Bankman-Fried added new information to the spreadsheet in March 2022 regarding his portion of the assets that Alameda possessed. Solana had 53 million tokens left, while FTT's holdings had fallen to 176 million. A month or so before Bankman-empire Fried's started to fall apart, he gave Forbes another rundown of his net worth in late August and included a capitalization table of the largest owners in FTX and FTX U.S. The Alameda holdings were also visible on a new tab in the Google Sheet, with the company's stakes in Solana, Serum, and FTT remaining at 53 million, 3 billion, and 176 million, respectively. According to Bankman-Fried at the time, the value of his portion of Alameda's funds under management was $8.6 billion, or $6.4 billion if unlocked tokens are excluded. By that point, there was a lot more going on beneath the surface, and Alameda was probably in serious trouble due to trading losses on bets with high leverage.

Despite stepping back from managing the hedge fund after cofounding FTX in 2019, the amount of information Bankman-Fried provided to Forbes over the years demonstrates that he had detailed knowledge of some of Alameda's holdings and at least some knowledge of the transactions it was making, particularly in 2021. Despite the fact that he is a shareholder in both companies, Bankman-Fried has long maintained that they run separately from one another.

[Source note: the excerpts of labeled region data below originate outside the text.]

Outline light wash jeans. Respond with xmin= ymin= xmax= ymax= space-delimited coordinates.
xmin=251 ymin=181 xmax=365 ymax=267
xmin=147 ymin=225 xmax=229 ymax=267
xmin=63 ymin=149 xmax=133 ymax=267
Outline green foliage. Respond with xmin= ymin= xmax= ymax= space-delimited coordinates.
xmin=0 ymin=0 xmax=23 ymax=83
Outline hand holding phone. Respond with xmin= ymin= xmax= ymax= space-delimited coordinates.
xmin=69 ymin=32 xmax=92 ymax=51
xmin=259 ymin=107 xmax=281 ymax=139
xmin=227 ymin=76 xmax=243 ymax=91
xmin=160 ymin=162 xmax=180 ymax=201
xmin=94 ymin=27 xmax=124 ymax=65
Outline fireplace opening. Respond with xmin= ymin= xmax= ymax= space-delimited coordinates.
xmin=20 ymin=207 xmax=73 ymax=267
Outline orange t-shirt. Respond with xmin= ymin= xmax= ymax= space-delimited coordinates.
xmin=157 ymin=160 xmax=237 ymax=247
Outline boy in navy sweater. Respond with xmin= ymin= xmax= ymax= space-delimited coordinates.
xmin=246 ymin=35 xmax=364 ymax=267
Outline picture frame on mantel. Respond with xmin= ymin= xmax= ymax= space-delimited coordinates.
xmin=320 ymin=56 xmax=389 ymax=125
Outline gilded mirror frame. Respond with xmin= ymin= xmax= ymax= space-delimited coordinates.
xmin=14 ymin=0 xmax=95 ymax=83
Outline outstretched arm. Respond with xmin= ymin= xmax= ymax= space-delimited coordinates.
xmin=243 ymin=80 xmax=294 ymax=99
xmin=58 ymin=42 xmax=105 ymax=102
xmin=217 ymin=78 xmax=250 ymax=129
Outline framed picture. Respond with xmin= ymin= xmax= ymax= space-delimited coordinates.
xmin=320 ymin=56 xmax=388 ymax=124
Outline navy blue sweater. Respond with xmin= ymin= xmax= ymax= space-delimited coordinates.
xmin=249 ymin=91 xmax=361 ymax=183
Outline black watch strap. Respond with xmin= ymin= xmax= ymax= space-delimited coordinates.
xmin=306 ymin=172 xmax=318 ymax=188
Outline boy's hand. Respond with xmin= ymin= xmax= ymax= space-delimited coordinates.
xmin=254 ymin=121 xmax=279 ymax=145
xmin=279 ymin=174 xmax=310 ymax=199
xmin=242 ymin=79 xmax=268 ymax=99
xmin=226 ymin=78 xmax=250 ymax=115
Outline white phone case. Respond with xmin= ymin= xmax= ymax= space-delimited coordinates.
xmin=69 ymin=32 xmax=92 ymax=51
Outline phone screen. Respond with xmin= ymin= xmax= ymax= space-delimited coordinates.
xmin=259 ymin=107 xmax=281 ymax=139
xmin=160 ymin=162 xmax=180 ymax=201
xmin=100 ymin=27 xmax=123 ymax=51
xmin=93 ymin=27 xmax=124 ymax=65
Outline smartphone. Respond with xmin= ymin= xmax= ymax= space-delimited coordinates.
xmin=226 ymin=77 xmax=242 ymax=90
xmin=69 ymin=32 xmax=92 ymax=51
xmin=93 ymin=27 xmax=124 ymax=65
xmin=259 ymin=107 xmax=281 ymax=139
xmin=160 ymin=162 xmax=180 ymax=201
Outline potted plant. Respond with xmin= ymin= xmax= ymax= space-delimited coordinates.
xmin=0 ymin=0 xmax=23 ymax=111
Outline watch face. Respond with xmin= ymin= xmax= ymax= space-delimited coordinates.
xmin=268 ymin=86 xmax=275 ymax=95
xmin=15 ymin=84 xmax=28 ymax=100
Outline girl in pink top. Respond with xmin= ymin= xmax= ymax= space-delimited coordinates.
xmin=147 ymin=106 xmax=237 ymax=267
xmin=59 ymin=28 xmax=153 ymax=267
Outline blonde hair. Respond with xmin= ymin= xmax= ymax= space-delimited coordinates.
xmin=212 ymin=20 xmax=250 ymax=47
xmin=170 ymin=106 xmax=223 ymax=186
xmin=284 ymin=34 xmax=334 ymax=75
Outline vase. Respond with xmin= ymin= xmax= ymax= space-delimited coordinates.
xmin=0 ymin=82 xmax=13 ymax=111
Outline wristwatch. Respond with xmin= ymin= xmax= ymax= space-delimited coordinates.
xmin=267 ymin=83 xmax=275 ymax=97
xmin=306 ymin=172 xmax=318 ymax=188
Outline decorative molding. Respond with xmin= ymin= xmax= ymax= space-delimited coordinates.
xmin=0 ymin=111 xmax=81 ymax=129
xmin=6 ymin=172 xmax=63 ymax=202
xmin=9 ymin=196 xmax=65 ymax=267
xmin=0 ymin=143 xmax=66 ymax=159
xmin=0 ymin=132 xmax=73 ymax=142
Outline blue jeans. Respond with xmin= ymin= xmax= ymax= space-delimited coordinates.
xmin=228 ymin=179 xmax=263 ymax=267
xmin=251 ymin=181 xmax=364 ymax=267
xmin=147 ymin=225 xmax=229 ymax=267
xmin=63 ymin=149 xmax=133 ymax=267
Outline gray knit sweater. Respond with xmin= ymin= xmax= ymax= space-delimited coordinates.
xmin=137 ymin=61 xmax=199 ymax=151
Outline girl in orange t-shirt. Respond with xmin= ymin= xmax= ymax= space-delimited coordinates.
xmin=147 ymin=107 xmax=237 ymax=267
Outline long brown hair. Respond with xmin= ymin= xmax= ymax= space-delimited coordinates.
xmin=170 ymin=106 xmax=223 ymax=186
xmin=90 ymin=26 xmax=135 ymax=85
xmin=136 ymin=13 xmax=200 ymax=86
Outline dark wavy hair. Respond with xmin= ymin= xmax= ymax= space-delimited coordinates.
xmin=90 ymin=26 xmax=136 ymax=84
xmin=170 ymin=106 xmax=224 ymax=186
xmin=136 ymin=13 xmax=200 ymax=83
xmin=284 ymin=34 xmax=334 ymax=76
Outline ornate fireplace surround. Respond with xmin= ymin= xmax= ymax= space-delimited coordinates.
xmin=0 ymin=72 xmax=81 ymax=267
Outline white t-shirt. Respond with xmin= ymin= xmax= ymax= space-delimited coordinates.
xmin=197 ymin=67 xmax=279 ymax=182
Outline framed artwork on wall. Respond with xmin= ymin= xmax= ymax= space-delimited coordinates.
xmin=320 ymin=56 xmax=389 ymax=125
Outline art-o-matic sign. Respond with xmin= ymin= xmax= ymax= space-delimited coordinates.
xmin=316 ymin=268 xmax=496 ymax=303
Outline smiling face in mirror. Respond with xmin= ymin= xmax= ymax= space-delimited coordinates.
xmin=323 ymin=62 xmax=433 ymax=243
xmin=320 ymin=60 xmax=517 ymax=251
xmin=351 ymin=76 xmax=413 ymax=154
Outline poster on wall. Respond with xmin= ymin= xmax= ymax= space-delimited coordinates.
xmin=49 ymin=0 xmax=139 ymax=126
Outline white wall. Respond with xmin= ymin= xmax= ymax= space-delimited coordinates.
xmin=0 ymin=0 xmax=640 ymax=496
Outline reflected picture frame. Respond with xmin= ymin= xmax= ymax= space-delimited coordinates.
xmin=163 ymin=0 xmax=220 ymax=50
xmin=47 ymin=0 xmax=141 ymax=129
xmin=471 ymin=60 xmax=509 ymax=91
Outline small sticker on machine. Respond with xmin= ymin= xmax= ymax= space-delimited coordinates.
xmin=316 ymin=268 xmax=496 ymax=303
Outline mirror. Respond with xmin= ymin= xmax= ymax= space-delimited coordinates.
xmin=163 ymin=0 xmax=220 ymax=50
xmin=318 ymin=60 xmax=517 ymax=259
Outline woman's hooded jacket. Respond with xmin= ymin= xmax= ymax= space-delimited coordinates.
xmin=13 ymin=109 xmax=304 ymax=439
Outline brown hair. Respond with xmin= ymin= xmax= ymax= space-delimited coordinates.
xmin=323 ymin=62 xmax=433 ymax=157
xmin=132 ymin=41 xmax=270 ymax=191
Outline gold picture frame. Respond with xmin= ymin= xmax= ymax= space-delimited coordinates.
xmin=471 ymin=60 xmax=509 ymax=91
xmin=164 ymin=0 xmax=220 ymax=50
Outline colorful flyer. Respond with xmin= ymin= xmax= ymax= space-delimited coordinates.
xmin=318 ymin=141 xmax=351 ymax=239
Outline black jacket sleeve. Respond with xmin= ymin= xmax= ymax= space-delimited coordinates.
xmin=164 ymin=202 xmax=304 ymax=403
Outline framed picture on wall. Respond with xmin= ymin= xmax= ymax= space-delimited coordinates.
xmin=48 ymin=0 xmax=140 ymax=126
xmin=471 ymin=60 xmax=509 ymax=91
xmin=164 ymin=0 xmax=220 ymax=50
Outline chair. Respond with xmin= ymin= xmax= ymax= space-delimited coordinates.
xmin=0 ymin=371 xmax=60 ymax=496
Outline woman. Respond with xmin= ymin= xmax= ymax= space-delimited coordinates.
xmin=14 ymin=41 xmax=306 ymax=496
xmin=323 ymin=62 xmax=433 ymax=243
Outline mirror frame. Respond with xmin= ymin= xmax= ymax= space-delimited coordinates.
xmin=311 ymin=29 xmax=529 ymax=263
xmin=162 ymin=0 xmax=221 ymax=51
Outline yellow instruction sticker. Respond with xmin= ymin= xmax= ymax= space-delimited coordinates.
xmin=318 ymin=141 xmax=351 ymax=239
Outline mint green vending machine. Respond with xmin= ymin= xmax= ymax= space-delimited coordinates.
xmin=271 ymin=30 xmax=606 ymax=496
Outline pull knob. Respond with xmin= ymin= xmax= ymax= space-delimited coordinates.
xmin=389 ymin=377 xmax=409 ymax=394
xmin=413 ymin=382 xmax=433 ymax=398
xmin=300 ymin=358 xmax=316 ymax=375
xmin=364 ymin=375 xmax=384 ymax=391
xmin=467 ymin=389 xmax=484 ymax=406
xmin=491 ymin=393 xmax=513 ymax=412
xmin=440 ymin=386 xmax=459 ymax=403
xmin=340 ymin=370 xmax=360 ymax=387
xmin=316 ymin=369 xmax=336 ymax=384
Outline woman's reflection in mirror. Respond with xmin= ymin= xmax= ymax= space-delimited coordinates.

His interactions with Forbes don't necessarily indicate that he was informed of all of the hedge fund's operations, and the snapshots he sent were obviously incomplete, listing only the largest holdings. He also only provided details on a small number of significant transactions, such as token purchases in 2021. According to Bankman-Fried, Alameda experienced difficulties recently. For this story, he declined to comment.
The value that outside investors like Sequoia Capital and Singapore government fund Temasek attributed to FTX and its U.S. operations formed a large part of Forbes' estimate of Bankman-Fried's net worth, which peaked at $26.5 billion in late 2021 but now appears to be close to zero. To Bankman-Fried self-reported Alameda holdings, we imposed substantial deductions. Forbes pressed Bankman-Fried for additional information on his assets and liabilities in August. They also demanded a breakdown of Alameda's balance sheet, including a list of its investments and any debts it may have owed.
He suggested in an email that he may have looked into Alameda's books at least as recently as late August, more than a month before he claimed this week that he learned about the company's activities:
“[W]orking on it! [W]ill see what I can get. A bunch is spread between a ton of wallets…”
He never sent any further information.